The lightning-sparked fire in southeastern Arizona grew to 8,550 acres by Monday, officials said, and had burned to within a few miles of the community of Turkey Flat, which has 74 cabins.
Fire officials said flames could reach the town Tuesday.
Shenoa Greywolf said the surrounding Mount Graham is sacred to her and her husband, who are both American Indians. ``I'm crying and praying every day,'' she said. ``Mount Graham is my back yard.''
At a meeting Monday night, Dan Oltrogge, an incident commander for the team fighting the fire, tried to calm the community's fears but spoke frankly about strategy. ``It's doubtful that if the fire approaches that I would put firefighters in there,'' he said.
The wildfire, along with a nearby 7,810-acre blaze, prompted the evacuation of a $200 million-plus observatory and about 90 cabins on Mount Graham on Friday. Oltrogge said that the fires were not expected to join as previously predicted.
Richard Lines, 59, has owned his Turkey Flat cabin for the past 25 years. Although he's worried about his summer home, Lines said nothing is worth more than a human life.
``I don't want anyone's life put in jeopardy because of my cabin,'' he said. ``Everything is replaceable, but a life is not.''
On Monday, authorities escorted some cabin owners to Turkey Flat so they could collect belongings.
``I can't hardly stand it to think there's a fire up there,'' said Verna Colvin, whose family owns a cabin in Turkey Flat. ``It won't be the same if it burns up. It's like my life is going.''
Firefighters managed to widen a defensive ring around the Mount Graham International Observatory on Monday. Researchers from around the world use the observatory, which is an extension of the University of Arizona.
It encompasses eight buildings and 8 1/2 acres of pine forest on Mount Graham's 10,470-foot Emerald Peak. It is surrounded by a 200-foot-wide clearing and has a sprinkler system that officials said would be turned on if flames came within a quarter-mile.

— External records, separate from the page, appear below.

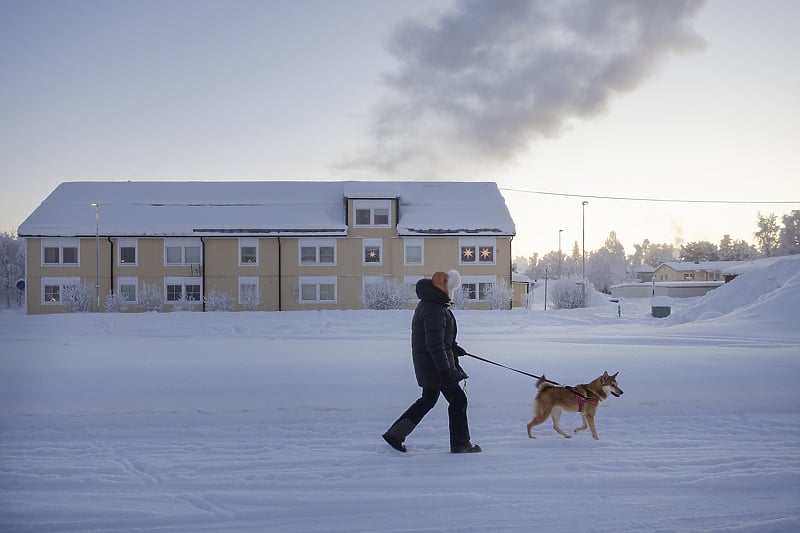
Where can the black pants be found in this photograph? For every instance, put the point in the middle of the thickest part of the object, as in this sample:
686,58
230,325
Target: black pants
456,411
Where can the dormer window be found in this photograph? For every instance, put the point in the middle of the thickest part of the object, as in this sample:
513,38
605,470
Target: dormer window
372,213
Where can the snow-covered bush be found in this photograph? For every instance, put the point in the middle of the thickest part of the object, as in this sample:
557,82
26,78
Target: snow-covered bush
460,299
567,294
387,295
216,301
249,298
183,303
499,295
115,302
151,297
77,298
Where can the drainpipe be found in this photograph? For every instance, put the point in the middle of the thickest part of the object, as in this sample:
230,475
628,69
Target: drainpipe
203,270
511,272
280,277
111,264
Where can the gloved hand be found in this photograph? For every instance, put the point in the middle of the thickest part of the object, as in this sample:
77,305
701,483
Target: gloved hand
450,378
462,374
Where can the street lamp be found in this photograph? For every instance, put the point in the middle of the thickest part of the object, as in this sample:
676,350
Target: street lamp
583,248
97,254
559,253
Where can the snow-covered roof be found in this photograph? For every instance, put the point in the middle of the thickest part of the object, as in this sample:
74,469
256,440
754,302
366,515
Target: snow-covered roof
706,266
277,208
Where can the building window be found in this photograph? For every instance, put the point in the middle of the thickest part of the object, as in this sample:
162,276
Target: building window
60,252
373,251
477,251
127,252
126,286
317,251
413,251
477,288
374,213
249,296
52,288
317,289
188,289
248,252
182,252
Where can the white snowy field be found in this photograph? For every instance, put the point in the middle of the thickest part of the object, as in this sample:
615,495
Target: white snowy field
272,421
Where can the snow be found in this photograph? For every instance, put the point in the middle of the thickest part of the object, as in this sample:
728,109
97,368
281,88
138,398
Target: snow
272,421
273,208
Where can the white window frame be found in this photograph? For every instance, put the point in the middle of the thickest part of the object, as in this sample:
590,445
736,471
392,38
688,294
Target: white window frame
317,282
374,207
61,244
317,244
128,243
129,281
183,244
183,281
414,242
59,282
371,243
248,281
477,281
476,244
248,242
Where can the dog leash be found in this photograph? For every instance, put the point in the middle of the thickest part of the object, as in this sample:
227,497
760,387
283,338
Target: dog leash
479,358
542,378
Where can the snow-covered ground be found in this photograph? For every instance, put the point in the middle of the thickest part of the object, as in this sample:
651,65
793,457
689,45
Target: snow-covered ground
272,421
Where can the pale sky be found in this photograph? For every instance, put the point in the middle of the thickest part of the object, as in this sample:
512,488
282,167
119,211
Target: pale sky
663,100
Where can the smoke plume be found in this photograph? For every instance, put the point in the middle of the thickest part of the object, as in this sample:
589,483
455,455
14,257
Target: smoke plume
484,80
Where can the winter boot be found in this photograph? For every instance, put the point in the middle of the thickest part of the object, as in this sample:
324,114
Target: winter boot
398,433
465,448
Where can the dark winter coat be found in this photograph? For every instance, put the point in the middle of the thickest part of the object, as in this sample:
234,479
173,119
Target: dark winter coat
433,336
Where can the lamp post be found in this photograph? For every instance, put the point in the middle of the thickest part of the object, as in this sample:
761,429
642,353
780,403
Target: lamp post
583,249
97,255
559,253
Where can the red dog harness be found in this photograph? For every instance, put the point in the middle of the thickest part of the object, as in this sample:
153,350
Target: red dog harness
581,399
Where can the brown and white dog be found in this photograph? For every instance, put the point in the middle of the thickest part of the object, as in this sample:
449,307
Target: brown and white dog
552,400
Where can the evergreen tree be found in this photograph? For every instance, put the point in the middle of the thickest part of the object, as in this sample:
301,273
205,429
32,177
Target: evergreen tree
768,234
790,233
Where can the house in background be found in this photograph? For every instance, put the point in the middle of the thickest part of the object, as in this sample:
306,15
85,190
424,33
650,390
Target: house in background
288,245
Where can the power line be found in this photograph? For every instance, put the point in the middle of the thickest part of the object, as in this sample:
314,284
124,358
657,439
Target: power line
637,199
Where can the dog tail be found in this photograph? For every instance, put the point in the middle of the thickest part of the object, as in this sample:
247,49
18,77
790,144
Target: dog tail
543,383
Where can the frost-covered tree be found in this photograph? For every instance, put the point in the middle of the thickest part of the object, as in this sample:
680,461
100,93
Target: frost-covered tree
12,268
608,265
115,302
790,234
386,295
655,254
566,294
768,234
736,250
695,252
151,297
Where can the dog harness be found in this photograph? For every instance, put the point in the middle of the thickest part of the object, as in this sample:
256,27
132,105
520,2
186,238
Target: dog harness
581,399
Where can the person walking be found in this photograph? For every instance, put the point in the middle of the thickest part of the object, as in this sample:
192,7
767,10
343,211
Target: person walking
435,354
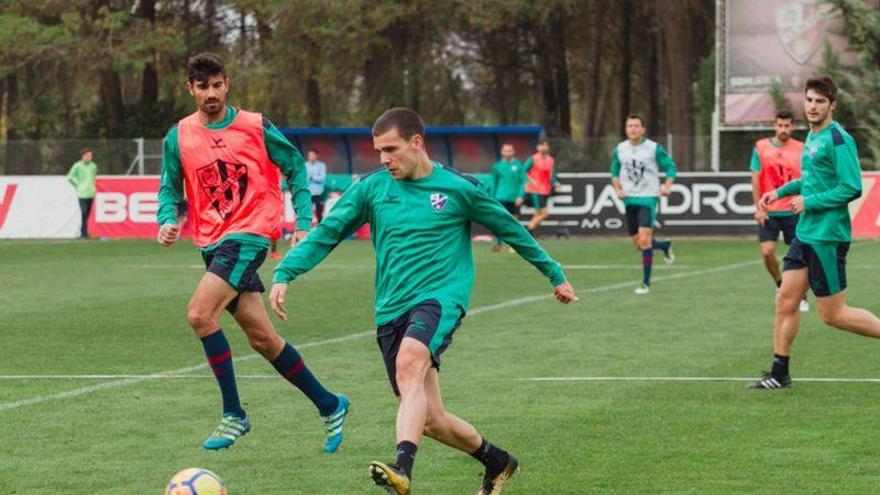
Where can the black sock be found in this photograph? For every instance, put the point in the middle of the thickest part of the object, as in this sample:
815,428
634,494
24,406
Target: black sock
780,365
406,456
492,457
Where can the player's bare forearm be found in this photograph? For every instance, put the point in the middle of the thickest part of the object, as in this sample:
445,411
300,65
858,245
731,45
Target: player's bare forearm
615,181
768,198
276,299
168,234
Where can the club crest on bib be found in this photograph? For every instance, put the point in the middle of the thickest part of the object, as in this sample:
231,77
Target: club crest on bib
438,201
225,185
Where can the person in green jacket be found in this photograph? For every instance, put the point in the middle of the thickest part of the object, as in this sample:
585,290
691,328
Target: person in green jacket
508,184
831,178
420,215
82,177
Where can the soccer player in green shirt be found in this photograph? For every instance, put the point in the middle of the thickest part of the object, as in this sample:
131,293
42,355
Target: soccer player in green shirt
82,177
508,183
420,214
816,259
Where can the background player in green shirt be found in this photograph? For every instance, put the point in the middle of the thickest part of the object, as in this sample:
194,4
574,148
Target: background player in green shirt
816,259
420,215
82,177
508,183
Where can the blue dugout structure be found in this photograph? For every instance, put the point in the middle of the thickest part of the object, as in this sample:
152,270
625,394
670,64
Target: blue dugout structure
470,149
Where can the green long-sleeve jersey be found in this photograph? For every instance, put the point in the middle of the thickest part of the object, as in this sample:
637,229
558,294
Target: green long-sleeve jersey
422,238
82,177
508,180
281,152
831,177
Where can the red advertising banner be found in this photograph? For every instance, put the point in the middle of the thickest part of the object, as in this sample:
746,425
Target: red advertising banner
700,204
125,207
776,42
865,211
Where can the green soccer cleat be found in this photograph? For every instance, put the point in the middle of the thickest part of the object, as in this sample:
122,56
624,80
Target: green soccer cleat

Pruett Small, a fire official, has said that even if the observatory building doesn't burn, the smoke and heat could damage the delicate instruments inside.
Brent Wachter, a meteorologist in Albuquerque, N.M., said smoldering embers swept up in the unstable air around the wildfires threatened to spread the flames.
``Just like bullets in a gun, they're going to go off,'' he said.
The U.S. Forest Service has sent tanker planes to help Arizona. The planes, former Navy P-3 Orions, arrived Sunday, two days after federal officials said the aircraft's private operator had demonstrated they are safe to fly, said Ken Frederick, a fire information officer.
In Alaska, an evacuation order remained in effect for the more than 280 homes and businesses threatened by a blaze some 30 miles north of Fairbanks. The blaze had spread across 307,000 acres Monday.
Firefighters also battled a 200,000-acre fire about 50 miles northeast of Fairbanks.
In central Washington, two fires near Lake Chelan have burned a total of nearly 5,500 acres. There were no reports of structure damage or serious injuries. Hundreds of firefighters were trying to make headway against the two fires before expected high wind later in the week.
Authorities in Colorado lifted evacuation recommendations for 129 homes uses near a 2,960-acre wildfire outside Cedaredge in the west-central part of the state as cloudy, calm weather helped firefighters. The lightning-caused fire was 35 percent contained Monday, said Larry Helmerick, spokesman for the Rocky Mountain Area Coordination Group.